In dim environments with a tripod or to photograph the Milky Way or other objects at night, slow shutter speeds are also used. While keeping everything else completely sharp to create a sense of motion on waterfalls and rivers landscape photographers may intentionally use long shutter speeds.
On the other hand, to do just the opposite – freeze motion shutter speed can also be used. Even from fast-moving objects, you can eliminate motion, like cars driving past, birds in flight if you use an especially fast shutter speed.
Each droplet will hang in the air completely sharp if you use a fast shutter speed while taking pictures of water. To our own eyes, this might not even be visible.
By simply controlling the shutter speed all of the above is achieved. In brief, when you photograph moving objects long shutter speeds create an effect of motion, quick shutter speeds freeze action.

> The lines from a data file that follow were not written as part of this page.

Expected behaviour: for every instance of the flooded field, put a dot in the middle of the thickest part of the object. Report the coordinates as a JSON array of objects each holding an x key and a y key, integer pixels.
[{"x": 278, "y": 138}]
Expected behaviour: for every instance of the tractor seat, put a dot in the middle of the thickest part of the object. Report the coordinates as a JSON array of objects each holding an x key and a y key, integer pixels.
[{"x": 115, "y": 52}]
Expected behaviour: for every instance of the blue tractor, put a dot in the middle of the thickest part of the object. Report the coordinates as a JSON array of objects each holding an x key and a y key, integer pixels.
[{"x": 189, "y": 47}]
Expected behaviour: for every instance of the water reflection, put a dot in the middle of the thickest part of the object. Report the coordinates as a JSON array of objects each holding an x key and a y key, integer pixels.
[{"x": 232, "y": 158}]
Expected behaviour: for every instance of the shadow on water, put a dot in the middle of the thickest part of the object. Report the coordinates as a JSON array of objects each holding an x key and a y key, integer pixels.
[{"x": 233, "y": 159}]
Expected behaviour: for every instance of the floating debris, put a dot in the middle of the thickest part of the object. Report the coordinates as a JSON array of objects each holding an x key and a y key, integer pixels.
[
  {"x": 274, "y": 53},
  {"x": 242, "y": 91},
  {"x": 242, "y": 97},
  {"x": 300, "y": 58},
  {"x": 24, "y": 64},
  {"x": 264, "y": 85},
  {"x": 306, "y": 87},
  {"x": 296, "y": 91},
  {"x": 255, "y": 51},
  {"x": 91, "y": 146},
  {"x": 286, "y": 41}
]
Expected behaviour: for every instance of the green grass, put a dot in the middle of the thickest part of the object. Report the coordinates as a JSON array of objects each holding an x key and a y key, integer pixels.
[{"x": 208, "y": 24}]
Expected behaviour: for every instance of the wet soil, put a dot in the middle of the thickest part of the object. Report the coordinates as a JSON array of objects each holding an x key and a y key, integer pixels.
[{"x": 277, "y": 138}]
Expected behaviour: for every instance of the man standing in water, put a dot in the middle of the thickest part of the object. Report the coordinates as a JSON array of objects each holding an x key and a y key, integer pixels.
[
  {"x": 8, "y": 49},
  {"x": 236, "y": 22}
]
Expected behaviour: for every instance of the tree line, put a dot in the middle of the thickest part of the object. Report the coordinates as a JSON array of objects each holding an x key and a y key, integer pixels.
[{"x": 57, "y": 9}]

The ability to extend the shooting capabilities of the camera remote for timelapse itself is one thing missing from the current crop of Wi-Fi remote viewfinder apps. None go beyond the camera's own capabilities full control over camera settings is offered by some apps, while basic control is offered by others.
Demonstrating how much more can be done other app-controlled products is available. Via its headphone socket and via its wired remote input the camera is connected to the tablet or smartphone.
For intervalometer and remote triggers, remote inputs are designed. At set intervals, an intervalometer takes a photo, and it has two main uses.
Capturing unpredictable events such as a wildlife or lightning trigger strike is one. In this hundreds of photos are taken at regular intervals and you'll eventually get the shot you want with any luck. Another is creating time lapses, where to form a fast-motion video a series of photos is strung together.